Mel Cooper ran a gel-diffusion test for blood origin. "We'll have to wait a bit for the results," he explained apologetically.

"Amelia," Rhyme said, "maybe you could help us here. Use the eye loupe and look the bone ov

er carefully. Tell us what you see."

"Not the microscope?" she asked. He thought she'd protest but she stepped forward to the bone, peered at it with curiosity.

"Too much magnification," Rhyme explained.

She put on the goggles and bent over the white enamel tray. Cooper turned on a gooseneck lamp.

"The cutting marks," Rhyme said. "Is it hacked up or are they even?"

"They're pretty even."

"A power saw."

Rhyme wondered if the animal had been alive when he'd done this.

"See anything unusual?"

She pored over the bone for a moment, muttered, "I don't know. I don't think so. It just looks like a hunk of bone."

It was then that Thom walked past and glanced at the tray. "That's your clue? That's funny."

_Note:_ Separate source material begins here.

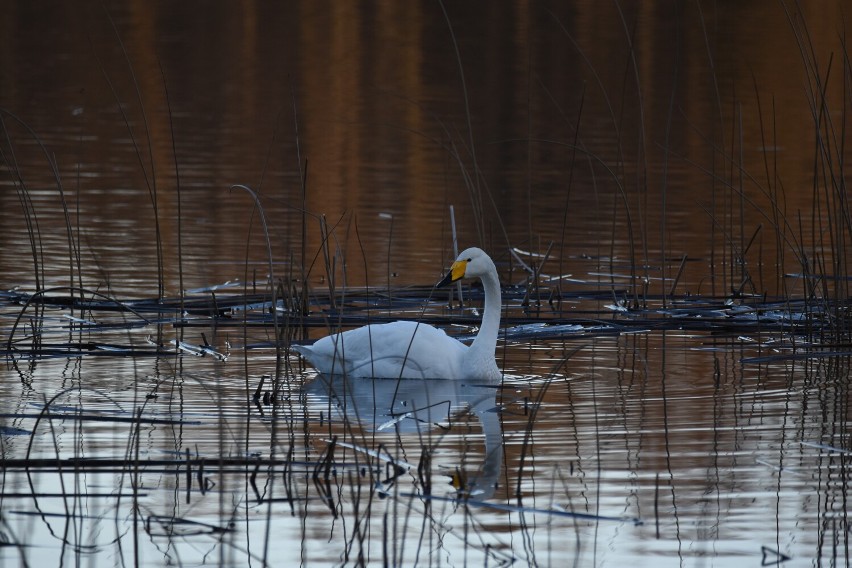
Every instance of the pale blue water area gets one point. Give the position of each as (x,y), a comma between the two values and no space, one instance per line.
(670,232)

"Funny," Rhyme said. "Funny?"

Sellitto asked, "You got a theory?"

"No theory." He bent down and smelled it. "It's osso bucco."

"What?"

"Veal shank. I made it for you once, Lincoln. Osso bucco. Braised veal shank." He looked at Sachs and grimaced. "He said it needed more salt."

"Goddamn!" Sellitto cried. "He bought it at a grocery store!"

"If we're lucky," Rhyme said, "he bought it at his grocery store."

Cooper confirmed that the precipitin test showed negative for human blood on the samples Sachs had collected. "Probably bovine," he said.

"But what's he trying to tell us?" Banks asked.

Rhyme had no idea. "Let's keep going. Oh, anything on the chain and padlock?"